Michel Cointat est élu député UDR de Fougères en 1967 (Ille-et-Vilaine). Il pourra d'emblée représenter le France à Bruxelles, où la présidence du Conseil des ministres échoit à notre pays pour le premier semestre 1971. Le 7 janvier, l'Élysée annonce que Michel Cointat succède à Jacques Duhamel. « Je serai entrepreneur davantage qu'architecte », déclare le nouveau ministre.

La colère des vignerons

C'est du Midi viticole que se lève le vent de la révolte. La récolte la plus importante du siècle (74,3 Mhl), après la récolte de 1935, encombre les chais. Les stocks de report de la précédente campagne sont normaux (30 Mhl), mais le négoce use des possibilités que lui offre le Marché commun du vin et achète des vins italiens, négligeant les places du midi de la France. Les cours s'effondrent. Pis, il n'y a pas de transactions. Le ministre facilite la souscription de contrats de stockage et invite les Italiens à freiner leurs exportations. Peine perdue. Le 18 février, à Béziers, 75 000 viticulteurs se rassemblent, à l'appel d'E. Maffre de Baugé, président du Comité régional d'action viticole. On craint le pire. Des voles ferrées sont barrées. Mais l'affrontement redouté avec les CRS n'a pas lieu. Le marché européen du vin est reconnu à Bruxelles en état de crise grave. Le stockage à six mois est décidé. Le gouvernement se dit déterminé à prendre les mesures qui permettent aux viticulteurs d'obtenir au minimum le prix de déclenchement des interventions de 7,10 F le degré hecto. La distillation éventuelle des excédents est mise à l'étude à Bruxelles. Un inspecteur général de l'agriculture, H. Ferru, est envoyé dans le Midi pour mettre sur pied des programmes d'action économique viticole. Les viticulteurs restent en état d'alerte. Ici et là, la nuit, la circulation ferroviaire est perturbée. Le siège du Comité national de défense contre l'alcoolisme à Bordeaux est plastiqué, ainsi que des installations de négociants. Le ministre invite (prime à l'appui) les négociants en vins à acheter davantage. L'encadrement du crédit continue à peser sur l'ensemble de l'agriculture. C'est un casus belli, affirme la FNSEA.

Un mort à Bruxelles

Les Français n'ont pas, dans leur majorité, une mauvaise opinion de l'agriculture : pour deux Français sur trois, révèle un sondage Sofres-Information 1re, l'agriculture est un secteur à préserver, même s'il n'est pas rentable, parce qu'il est indispensable à l'équilibre du pays ; près de 80 % des Français estiment que la plupart des exploitations sont trop petites pour être rentables. C'est aussi l'avis de S. Mansholt, qui prépare ses prochaines joutes européennes en croisant le fer avec Lucien Biset lors de l'émission À armes égales.
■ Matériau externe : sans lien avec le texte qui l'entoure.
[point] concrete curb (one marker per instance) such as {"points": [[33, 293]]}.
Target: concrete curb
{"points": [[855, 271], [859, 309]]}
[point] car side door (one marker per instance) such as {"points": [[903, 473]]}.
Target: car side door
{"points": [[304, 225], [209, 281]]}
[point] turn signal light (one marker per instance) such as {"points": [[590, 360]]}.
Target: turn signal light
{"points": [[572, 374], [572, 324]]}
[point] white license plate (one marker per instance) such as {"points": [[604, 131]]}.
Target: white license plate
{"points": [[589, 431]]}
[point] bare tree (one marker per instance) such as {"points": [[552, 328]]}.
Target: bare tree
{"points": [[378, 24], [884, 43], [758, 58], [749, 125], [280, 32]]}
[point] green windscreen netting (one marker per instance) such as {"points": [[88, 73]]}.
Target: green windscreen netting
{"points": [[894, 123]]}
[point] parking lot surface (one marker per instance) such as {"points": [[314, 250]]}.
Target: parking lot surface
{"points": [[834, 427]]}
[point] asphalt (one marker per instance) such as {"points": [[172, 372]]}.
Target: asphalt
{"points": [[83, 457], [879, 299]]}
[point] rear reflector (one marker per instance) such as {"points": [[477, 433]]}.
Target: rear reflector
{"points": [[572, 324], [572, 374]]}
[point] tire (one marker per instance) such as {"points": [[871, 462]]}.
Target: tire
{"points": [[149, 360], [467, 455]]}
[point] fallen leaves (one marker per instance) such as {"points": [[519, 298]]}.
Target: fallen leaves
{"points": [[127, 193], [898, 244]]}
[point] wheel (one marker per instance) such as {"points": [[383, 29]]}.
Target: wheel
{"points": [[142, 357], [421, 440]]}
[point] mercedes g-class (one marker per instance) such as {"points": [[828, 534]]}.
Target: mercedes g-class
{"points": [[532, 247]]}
Les agriculteurs se demandent quelle sera leur place dans la société de demain. G. Pompidou les rassure : il n'y a pas lieu d'envisager l'élimination de l'agriculture familiale ; la France parait prendre ses distances vis-à-vis du plan Mansholt.

À propos de ce plan, les décisions tardent, les agriculteurs s'impatientent. Une marche paysanne européenne sur Bruxelles est prévue pour le 23 mars, au moment où siègent les ministres. Plusieurs meetings paysans ont lieu à travers la France, à Lyon, Vienne, Lille, dans les jours précédents. Le 23 mars, 10 000 paysans français se joignent aux paysans belges, allemands, italiens. Des agriculteurs se déchaînent dans les rues de la capitale belge. La police est débordée, les magasins sont saccagés sur le passage du cortège. Les dégâts matériels sont considérables. On relève 150 blessés et un mort : un paysan de Namur ; il aura droit à des funérailles européennes. Mais après quarante heures de négociations, les six ministres de l'Agriculture adoptent les prix de la campagne 1971-72 et un ensemble de mesures d'aides à la modernisation de l'agriculture et à l'amélioration du revenu des agriculteurs. « Un grand pas en avant a été accompli », déclare M. Cointat, qui a conduit le marathon.

IVD européenne

Le caractère global des décisions prises est salué avec intérêt par les syndicats français. Pour la première fois, la politique des prix et la politique des structures sont liées : les Jeunes Agriculteurs sont satisfaits.